WASHINGTON — Treasury Secretary Janet L. Yellen called Thursday for a “constructive” and “healthy” economic relationship between the United States and China, in which the two nations work together to tackle challenges like climate change.
Ms. Yellen’s comments, in a speech at the Johns Hopkins University School of Advanced International Studies, struck a remarkably positive tone about the US-China relationship after months of heightened tensions between the two nations, which have the largest economies in the world.
Ms. Yellen stressed the importance of securing US national security interests, as well as protecting human rights. She also stressed that the targeted actions the US had taken against China, such as isolating it from the world’s most advanced semiconductors, are solely aimed at protecting US national security.
China has criticized US restrictions on its technological development, saying they are illegal and a brazen effort to try to weaken the Chinese economy. Ms. Yellen tried to allay those concerns.
“These national security actions are not designed to give us a competitive economic advantage or stifle China’s economic and technological modernization,” Ms. Yellen said. “Although these policies may have economic impacts, they are driven by direct national security considerations.”
He also emphasized the strength of the US economy, noting that the economic output of the United States is still much higher than that of China.
Relations between the two nations have been tense recently, including a diplomatic flare-up in February after a Chinese spy balloon traversed the United States before being shot down over the Atlantic Ocean. Both Republicans and Democrats continue to portray China as an obvious economic rival and security threat.

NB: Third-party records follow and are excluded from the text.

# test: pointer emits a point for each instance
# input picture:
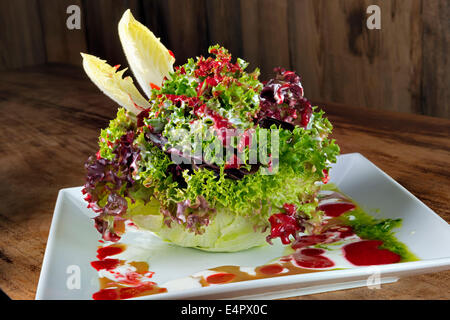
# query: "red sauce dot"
(336, 209)
(368, 252)
(311, 258)
(271, 269)
(220, 278)
(108, 251)
(106, 294)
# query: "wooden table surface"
(50, 118)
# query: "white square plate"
(73, 242)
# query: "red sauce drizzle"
(220, 278)
(368, 252)
(336, 209)
(128, 292)
(271, 269)
(330, 235)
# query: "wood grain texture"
(436, 58)
(50, 119)
(341, 60)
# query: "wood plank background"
(402, 67)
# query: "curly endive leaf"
(149, 60)
(111, 82)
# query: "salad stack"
(213, 158)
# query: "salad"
(212, 158)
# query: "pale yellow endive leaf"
(147, 57)
(111, 82)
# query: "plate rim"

Tensions also remain high over the future of Taiwan, which China claims as its territory. And many US officials have lost patience with the idea of bringing China into the rules-based international system, arguing that efforts to do so in recent decades have failed to adequately improve its business practices.
But Ms Yellen argued that competition between the US and China could lead to mutual improvement, within certain parameters.
“Sports teams perform at a higher level when they consistently face the best opponents,” he said. “But this kind of healthy competition is only sustainable if it’s fair to both parties.” China has long used government support to help its companies at the expense of foreign competitors, and its industrial policy “has grown more ambitious and complex,” Yellen said.